The research team in the Information Society Technologies (IST) project ERMIS created a prototype able to analyse and respond to user input.
In the analysis phase, the team extracted some 400 features of common speech, then selected around 20-25 as the most important in expressing emotion. These terms were then fed into a neural network architecture that combined all the different speech, paralinguistic and facial communications features. For facial expression, some 19 were selected as the most relevant and were input accordingly.

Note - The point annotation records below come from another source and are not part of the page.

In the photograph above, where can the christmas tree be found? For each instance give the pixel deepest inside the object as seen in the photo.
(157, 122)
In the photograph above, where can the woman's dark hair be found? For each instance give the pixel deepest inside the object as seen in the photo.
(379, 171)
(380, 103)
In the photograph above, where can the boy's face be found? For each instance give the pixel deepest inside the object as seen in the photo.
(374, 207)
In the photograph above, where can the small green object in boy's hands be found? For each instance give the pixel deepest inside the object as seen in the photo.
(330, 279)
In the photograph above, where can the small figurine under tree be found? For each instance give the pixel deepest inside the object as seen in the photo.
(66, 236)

The results of this analysis were incorporated into a prototype system with several on-screen characters, each of which were capable of reacting to and reproducing the emotional content in speech and facial expressions. By interacting with their human subjects, these computer characters would attempt to make the user angry, happy, sad or even bored. Sometimes with great success, explained Stefanos Kollias of the National Technical University of Athens.
He emphasises, however, that the team did not just focus on extreme emotions. “We tried to develop real-life situations, with the language and facial reactions that expressed everyday emotions over a wide range. For example, feeling positive and eager to participate, or negative and less motivated.”

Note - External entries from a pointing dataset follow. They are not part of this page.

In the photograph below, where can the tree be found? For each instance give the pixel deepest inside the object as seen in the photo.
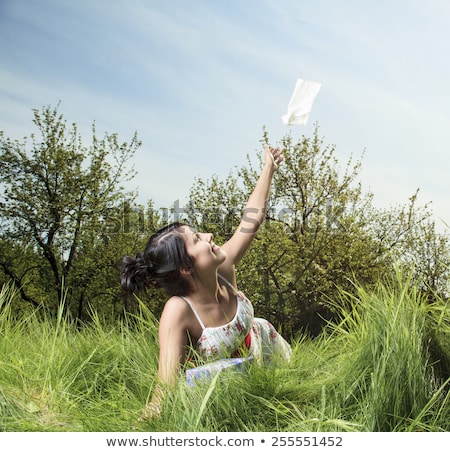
(58, 195)
(321, 235)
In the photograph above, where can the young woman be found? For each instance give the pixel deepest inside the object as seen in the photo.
(205, 308)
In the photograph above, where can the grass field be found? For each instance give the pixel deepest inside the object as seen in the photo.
(385, 367)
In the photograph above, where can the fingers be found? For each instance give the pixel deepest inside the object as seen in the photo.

The result of the ERMIS team’s work is what they call the “sensitive artificial listener,” a computer character that is capable of realistically expressing emotions when communicating with human beings.
The project partners have taken these results and are now analysing them with a view to incorporation into their own products. BT for example is very interested in how the results could be used within its call centre technologies. Nokia, another partner, is investigating the possibility of incorporating such abilities into its multimedia mobile phones. Eyetronics is incorporating what has been learnt into its own 3D virtual models, in order to enhance modelling of facial movements in virtual characters.
“Our work has shown that combined AV [audiovisual] and speech analysis is both feasible and has the potential for incorporation into working applications,” says Kollias. The project results have also led to a follow-on initiative: the four-year HUMAIN (FP6) project.